In realtà il premio conferito a Monteverde, e ritirato ieri a Bruxelles dal sindaco Franco Ricciardi, è estremamente significativo perché spazza via, in un colpo, la falsa opinione che da noi non possa esservi sviluppo, qualità di vita e buone pratiche.

Della portata di tale riconoscimento si era accorta persino Napoli, ovvero la nostra Regione, talvolta più lontana del Belgio, al punto che il governatore De Luca ha voluto indirizzare al sindaco una missiva, predisponendo che anche un suo inviato fosse presente nella sede del Parlamento europeo per la premiazione.

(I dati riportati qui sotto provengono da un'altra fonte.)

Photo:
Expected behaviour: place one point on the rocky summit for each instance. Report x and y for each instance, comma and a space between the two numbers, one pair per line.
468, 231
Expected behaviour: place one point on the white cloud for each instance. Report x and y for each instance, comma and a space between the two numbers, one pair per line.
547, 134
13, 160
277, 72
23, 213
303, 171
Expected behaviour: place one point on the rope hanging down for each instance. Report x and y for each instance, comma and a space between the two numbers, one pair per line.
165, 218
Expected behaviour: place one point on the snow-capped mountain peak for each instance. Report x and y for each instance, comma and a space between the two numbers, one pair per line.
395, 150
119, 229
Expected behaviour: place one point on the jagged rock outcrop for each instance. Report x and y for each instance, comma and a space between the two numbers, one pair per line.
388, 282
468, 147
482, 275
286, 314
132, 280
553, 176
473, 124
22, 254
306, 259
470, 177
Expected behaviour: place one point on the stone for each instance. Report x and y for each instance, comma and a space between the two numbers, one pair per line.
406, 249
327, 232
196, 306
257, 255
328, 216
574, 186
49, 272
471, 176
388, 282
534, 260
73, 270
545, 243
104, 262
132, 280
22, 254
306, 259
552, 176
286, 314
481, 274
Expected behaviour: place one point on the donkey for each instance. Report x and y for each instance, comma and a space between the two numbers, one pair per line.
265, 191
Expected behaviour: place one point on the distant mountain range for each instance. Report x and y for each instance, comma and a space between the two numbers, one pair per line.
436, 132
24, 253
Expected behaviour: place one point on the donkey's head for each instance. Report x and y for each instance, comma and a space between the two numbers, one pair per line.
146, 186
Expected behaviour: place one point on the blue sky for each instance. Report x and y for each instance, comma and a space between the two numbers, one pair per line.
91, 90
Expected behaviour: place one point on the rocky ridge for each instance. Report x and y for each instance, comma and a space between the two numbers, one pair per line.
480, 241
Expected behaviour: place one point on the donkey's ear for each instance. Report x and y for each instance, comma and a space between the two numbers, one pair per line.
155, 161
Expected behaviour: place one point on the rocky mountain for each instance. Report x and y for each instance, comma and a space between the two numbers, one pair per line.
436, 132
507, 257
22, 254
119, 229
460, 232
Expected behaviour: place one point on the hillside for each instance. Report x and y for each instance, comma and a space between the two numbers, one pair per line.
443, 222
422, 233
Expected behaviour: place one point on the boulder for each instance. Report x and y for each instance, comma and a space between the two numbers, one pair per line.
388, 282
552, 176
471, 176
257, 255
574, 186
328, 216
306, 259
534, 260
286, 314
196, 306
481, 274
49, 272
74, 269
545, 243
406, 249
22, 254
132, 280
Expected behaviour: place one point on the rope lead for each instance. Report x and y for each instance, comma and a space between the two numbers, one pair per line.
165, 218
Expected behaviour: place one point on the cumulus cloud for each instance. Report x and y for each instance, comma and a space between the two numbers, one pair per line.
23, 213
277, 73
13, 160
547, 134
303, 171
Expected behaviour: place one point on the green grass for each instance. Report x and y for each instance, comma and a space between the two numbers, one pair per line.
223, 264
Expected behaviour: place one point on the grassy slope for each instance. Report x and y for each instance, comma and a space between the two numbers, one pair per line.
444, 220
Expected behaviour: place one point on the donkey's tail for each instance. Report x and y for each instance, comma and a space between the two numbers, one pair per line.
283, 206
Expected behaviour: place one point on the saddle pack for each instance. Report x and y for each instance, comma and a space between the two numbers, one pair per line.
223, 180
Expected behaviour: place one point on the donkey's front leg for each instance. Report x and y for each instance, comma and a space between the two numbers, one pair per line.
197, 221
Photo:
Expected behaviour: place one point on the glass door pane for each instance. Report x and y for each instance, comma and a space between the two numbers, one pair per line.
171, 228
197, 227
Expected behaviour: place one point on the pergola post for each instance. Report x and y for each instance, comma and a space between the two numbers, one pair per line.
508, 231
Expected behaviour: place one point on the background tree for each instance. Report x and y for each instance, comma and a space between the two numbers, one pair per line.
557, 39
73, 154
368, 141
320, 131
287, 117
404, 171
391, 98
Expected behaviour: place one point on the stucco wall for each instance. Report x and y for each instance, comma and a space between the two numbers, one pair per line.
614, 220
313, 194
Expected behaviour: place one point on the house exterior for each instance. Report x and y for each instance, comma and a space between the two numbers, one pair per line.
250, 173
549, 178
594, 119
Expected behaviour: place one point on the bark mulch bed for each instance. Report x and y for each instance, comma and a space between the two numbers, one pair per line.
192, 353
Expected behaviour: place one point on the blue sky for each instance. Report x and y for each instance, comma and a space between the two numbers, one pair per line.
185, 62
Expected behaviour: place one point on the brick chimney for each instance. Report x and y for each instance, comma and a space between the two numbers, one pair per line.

Nelle foto ho visto i volti di cari amici, come Franco, Tonino, Giovanni, tutti a rappresentare Monteverde perché tutti loro, in questi anni, hanno creato le condizioni perché avvenisse tal sorta di “miracolo”, e mi sono sentito veramente fiero in quanto abitante dell’Alta Irpinia.

Spero che l’evento segni un nuovo inizio: quello di un’epoca nella quale, abbandonata ogni remora, comprendiamo che il riscatto viene dal nostro pensiero e dal nostro operato!